Les insurgés libyens sont entrés lundi dans la ville de Yafran, à environ 120 km au sud-ouest de Tripoli, a rapporté un photographe de Reuters sur place.
La ville semble avoir été désertée par les forces de Mouammar Kadhafi.
"Les insurgés disent qu'ils ont pris la ville", a dit ce photographe. "Nous sommes dans la ville (...) Il n'y a aucun signe de présence des forces de Kadhafi."
"Je vois des drapeaux des insurgés (...) Nous avons vu des affiches et des portraits de Kadhafi détruits", a-t-il ajouté.
Le représentant spécial du président russe pour la coopération avec les pays d'Afrique, Mikhaïl Marguelov, devait, par ailleurs, se rendre hier à Benghazi où il devrait avoir des entretiens avec les représentants de l'opposition libyenne.
«A Benghazi, je dois rencontrer les chefs du Conseil national de transition (CNT)», notamment Mustafa Abdel-Jalil, Omar El-Hariri et Mahmoud Jibril, a déclaré M. Marguelov, cité par Ria Novosti.
Evoquant la situation en Libye, le responsable russe a indiqué que le président Dmitri Medvedev «prône fermement la souveraineté, l'indépendance et l'intégrité territoriale de la Libye». Il a souligné, dans ce sens, qu'«une Libye démocratique et unie est nécessaire au monde arabe, à l'Afrique et à la communauté internationale», tout affirmant que «les Libyens sont capables de décider d'eux-mêmes de leur avenir et de régler leurs problèmes». D’un autre côté, le gouvernement suisse a donné son feu vert lundi à l'ouverture d'une enquête pénale contre la Libye dans l'affaire de l'enlèvement de deux ressortissants suisses Rachid Hamdani et Max G ldi, a annoncé le ministère public de la Confédération. La Libye est suspectée de prise d'otage, extorsion et chantage.
Le MPC avait présenté sa demande au Conseil fédéral en mars 2011, après que le Département fédéral des affaires étrangères avait porté plainte contre inconnu. Conformément aux dispositions légales, la poursuite des infractions politiques est soumise à l'autorisation du Conseil fédéral.
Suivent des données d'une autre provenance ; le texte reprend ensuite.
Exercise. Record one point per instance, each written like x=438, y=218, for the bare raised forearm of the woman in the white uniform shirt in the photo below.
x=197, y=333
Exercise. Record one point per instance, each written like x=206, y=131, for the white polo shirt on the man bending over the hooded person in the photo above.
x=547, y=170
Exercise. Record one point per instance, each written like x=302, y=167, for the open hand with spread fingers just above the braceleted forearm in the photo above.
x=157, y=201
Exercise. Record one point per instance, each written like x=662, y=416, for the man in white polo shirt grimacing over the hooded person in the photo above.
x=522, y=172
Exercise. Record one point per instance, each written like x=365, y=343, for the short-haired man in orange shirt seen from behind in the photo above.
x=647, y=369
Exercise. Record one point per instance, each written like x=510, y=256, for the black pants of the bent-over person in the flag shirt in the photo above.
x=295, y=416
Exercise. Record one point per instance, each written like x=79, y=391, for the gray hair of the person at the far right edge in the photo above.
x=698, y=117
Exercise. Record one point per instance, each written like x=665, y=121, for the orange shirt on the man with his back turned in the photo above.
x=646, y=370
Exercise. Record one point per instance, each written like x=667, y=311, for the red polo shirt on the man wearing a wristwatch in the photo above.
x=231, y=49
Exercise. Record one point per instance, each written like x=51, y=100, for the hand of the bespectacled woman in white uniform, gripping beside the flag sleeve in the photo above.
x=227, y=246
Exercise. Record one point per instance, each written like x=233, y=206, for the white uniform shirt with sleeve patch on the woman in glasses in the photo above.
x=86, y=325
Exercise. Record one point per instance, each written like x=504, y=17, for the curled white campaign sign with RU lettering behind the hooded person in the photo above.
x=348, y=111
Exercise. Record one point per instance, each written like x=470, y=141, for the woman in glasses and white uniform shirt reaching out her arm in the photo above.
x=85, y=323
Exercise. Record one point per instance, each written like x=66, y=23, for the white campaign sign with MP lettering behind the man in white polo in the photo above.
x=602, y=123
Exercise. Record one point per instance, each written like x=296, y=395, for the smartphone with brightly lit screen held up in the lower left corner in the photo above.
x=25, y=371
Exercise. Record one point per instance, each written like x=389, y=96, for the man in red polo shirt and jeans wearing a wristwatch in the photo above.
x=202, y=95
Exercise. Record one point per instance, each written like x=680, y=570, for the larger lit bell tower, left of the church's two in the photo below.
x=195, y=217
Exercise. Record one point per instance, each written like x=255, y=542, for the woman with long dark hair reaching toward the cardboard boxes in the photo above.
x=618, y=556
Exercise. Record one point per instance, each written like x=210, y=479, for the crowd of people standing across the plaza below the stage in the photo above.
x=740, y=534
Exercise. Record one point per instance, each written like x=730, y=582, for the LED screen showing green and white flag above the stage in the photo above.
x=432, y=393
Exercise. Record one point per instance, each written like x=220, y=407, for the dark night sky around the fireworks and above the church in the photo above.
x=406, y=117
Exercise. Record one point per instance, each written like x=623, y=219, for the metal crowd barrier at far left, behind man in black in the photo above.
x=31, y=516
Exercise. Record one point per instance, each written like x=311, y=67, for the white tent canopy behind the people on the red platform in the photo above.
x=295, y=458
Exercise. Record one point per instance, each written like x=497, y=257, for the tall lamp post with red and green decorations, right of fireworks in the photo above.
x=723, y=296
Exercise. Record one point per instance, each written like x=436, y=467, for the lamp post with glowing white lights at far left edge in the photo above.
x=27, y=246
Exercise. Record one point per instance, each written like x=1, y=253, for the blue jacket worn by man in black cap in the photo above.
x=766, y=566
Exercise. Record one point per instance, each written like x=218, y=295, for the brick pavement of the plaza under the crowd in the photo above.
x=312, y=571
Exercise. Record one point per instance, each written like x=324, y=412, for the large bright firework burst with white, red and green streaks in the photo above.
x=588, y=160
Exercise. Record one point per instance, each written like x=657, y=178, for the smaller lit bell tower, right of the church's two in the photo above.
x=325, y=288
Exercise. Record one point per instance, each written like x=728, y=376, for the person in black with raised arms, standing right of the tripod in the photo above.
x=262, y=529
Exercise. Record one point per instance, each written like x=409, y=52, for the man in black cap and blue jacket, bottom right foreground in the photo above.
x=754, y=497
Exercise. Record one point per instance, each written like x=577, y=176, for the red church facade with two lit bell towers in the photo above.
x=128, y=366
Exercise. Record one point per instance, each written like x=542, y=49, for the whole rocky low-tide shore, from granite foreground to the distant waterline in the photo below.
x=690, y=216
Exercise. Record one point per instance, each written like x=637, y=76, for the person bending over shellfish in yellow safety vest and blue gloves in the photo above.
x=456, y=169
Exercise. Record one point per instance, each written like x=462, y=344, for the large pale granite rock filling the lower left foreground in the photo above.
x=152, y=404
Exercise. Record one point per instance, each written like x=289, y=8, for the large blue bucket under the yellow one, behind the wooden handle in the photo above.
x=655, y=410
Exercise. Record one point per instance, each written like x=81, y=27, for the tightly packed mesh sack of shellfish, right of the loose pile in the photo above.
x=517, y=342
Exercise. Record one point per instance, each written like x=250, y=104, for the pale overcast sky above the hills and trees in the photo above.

Selon le gouvernement, aucun motif de nature politique ne s'oppose à l'ouverture d'une procédure pénale.
Au plus fort de la crise, les deux hommes d'affaires avaient été attirés par la ruse hors de l'ambassade de Suisse à Tripoli et maintenus en détention durant sept semaines, dans un lieu tenu secret.
Rachid Hamdani avait été relâché le 23 février 2010 après avoir été retenu durant 19 mois en Libye. Max G ldi avait pu regagner la Suisse le 14 juin 2010 après deux ans.
Leurs soucis avaient commencé après l'arrestation en juillet 2008 à Genève d'un des fils du dictateur libyen, Hannibal Kadhafi, soupçonné d'avoir maltraité des domestiques. La mise sur pied du tribunal arbitral censé faire la lumière sur ce volet genevois de l'affaire a été suspendue dans le sillage des événements récents en Libye.